Прия внесла тонкую гирлянду из цветков жасмина.
– Надо, чтобы и волосы твои благоухали, – серьёзно произнесла замужняя моя подруга. – Чтобы ему… – и смутилась. – Им, то есть…
И потянулась сама расчёсывать мои волосы, чтобы, стоя за моей спиной, прятать от меня своё смущённое лицо. Но Аша-то всё равно строго на неё поглядывала. Не выдержав напряжённой тишины, вдруг спустившейся между нас, я осторожно сжала пальцы дочери Саралы. Та, мигом поняв, спросила уже как бы между прочим, весело даже:
– А что там за шум был с твоей стороны деревни, Прия? Там кто-то вскрикнул ночью, тихо, кто-то бегал, да ещё кто-то играл на флейте.
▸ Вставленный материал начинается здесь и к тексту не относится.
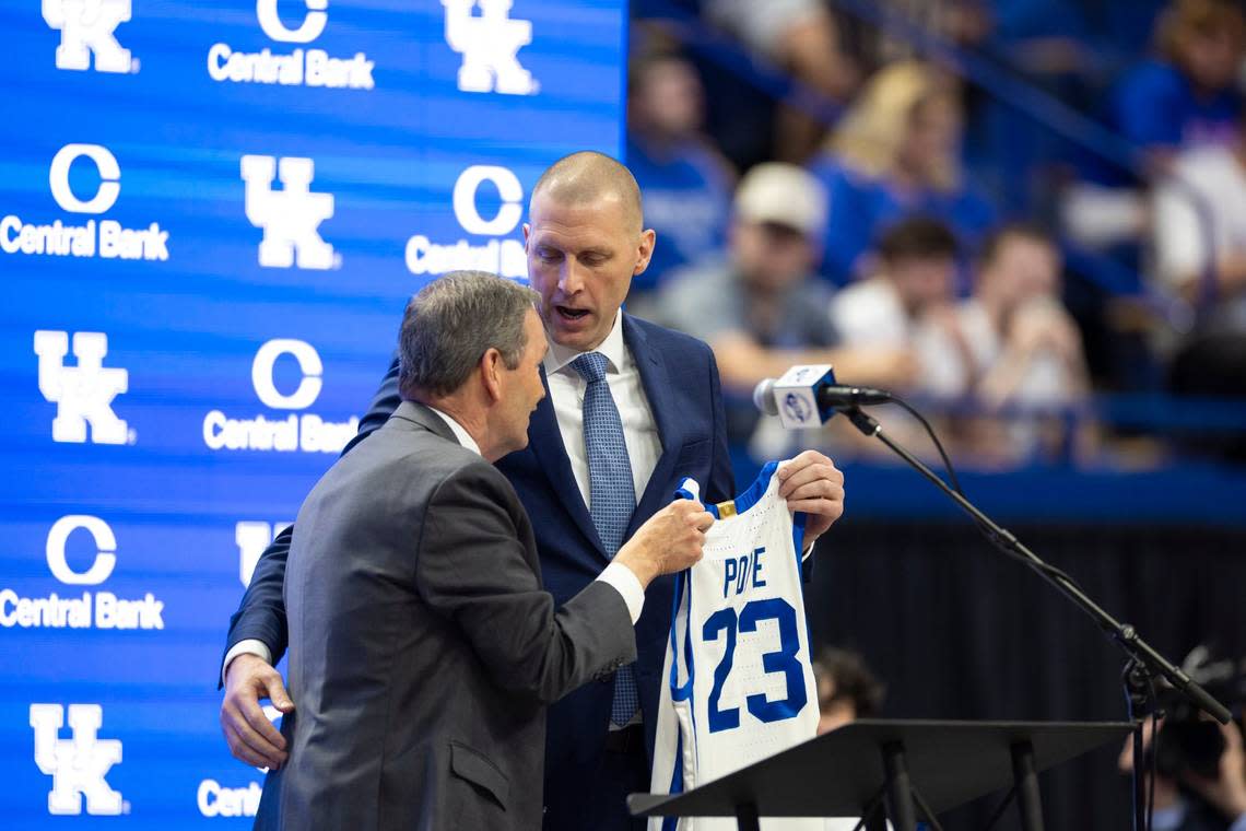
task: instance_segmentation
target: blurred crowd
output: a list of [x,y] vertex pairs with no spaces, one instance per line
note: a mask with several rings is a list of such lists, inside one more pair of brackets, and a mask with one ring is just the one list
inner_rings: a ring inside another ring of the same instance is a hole
[[[734,441],[781,450],[750,394],[792,364],[921,402],[988,468],[1180,444],[1105,424],[1104,392],[1246,395],[1240,0],[633,16],[627,161],[659,243],[628,305],[714,348]],[[841,456],[877,452],[835,422]],[[1241,461],[1241,434],[1181,450]]]

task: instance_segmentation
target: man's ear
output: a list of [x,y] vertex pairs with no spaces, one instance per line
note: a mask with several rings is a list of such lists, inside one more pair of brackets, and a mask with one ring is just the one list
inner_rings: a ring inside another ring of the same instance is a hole
[[505,369],[502,353],[492,346],[486,349],[480,359],[480,380],[491,401],[496,402],[502,399],[502,371]]
[[643,274],[644,269],[649,268],[649,260],[653,259],[653,247],[657,244],[658,232],[653,228],[647,228],[640,232],[640,244],[637,249],[635,268],[632,269],[632,277]]

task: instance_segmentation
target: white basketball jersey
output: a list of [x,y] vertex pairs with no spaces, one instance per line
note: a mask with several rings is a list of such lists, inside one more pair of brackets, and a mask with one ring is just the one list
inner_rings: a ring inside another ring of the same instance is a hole
[[[699,563],[675,578],[658,704],[654,794],[678,794],[817,734],[800,552],[805,515],[787,512],[776,462],[718,520]],[[684,480],[680,495],[697,497]],[[650,831],[723,831],[734,819],[654,817]],[[821,820],[763,819],[765,831],[821,831]]]

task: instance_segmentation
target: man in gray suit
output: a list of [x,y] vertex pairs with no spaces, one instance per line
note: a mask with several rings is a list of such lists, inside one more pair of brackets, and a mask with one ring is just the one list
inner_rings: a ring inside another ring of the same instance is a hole
[[537,829],[546,704],[635,659],[658,574],[713,518],[658,512],[554,608],[532,526],[492,462],[545,397],[536,294],[456,272],[407,305],[402,404],[303,503],[285,572],[288,764],[260,829]]

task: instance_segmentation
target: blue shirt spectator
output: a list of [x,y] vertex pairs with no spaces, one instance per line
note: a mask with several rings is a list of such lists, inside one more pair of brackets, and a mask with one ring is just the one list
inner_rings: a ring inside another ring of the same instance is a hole
[[630,310],[645,316],[672,270],[725,245],[735,171],[701,133],[705,95],[678,55],[634,59],[629,67],[627,163],[644,194],[644,218],[662,240],[632,282]]
[[827,278],[860,277],[882,230],[918,214],[951,226],[966,250],[981,240],[996,216],[961,169],[962,122],[958,87],[931,65],[900,61],[870,78],[811,166],[830,198]]
[[962,249],[972,252],[994,227],[996,209],[969,188],[903,189],[871,179],[824,153],[810,167],[830,196],[822,238],[822,274],[844,285],[861,277],[868,253],[885,229],[916,216],[938,217],[952,228]]
[[644,194],[645,222],[662,240],[649,268],[632,280],[633,293],[645,293],[682,265],[723,249],[731,178],[721,159],[697,142],[659,150],[629,138],[627,166]]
Сказала, чтобы беседу поддержать, да впрочем, и меня саму это вдруг заинтересовало, уж лучше спросить что-нибудь, только бы не думать о приближающейся ночи и неизвестности, да ещё и вместе с жестоким и равнодушным Поллавом:
– Ох, а я и не слышала.
– Крепко, значит, спала, – улыбнулась мне Аша, на миг пальцами легонько сжав мои щёки, в глаза мне ласково заглянув. – Да это и хорошо.
– Ночью сегодня спать не будешь, – ляпнула серьёзно болтливая Прия.
И, наверное, опять смутилась: вон как на неё свирепо посмотрела замужняя наша подруга. Но, впрочем, дочка Манджу тут же добавила:
– А грустно, что ты не слышала. Эти звуки флейты… ах, эти звуки флейты! Никогда прежде не слышала ничего подобного! Интересно, кто бы это мог быть? Кто-то из музыкантов, пришедших на свадьбу Кизи, наверное. У нас никто вроде бы не умеет так играть.
– Это играл Садхир! – радостно доложила Прия. – Он играл!
– Надо же! – восхитилась Аша, щёки мои ладонями сжала. – Я даже немного завидую тебе, Кизи: у тебя, оказывается, даже два мужа – чудесные музыканты.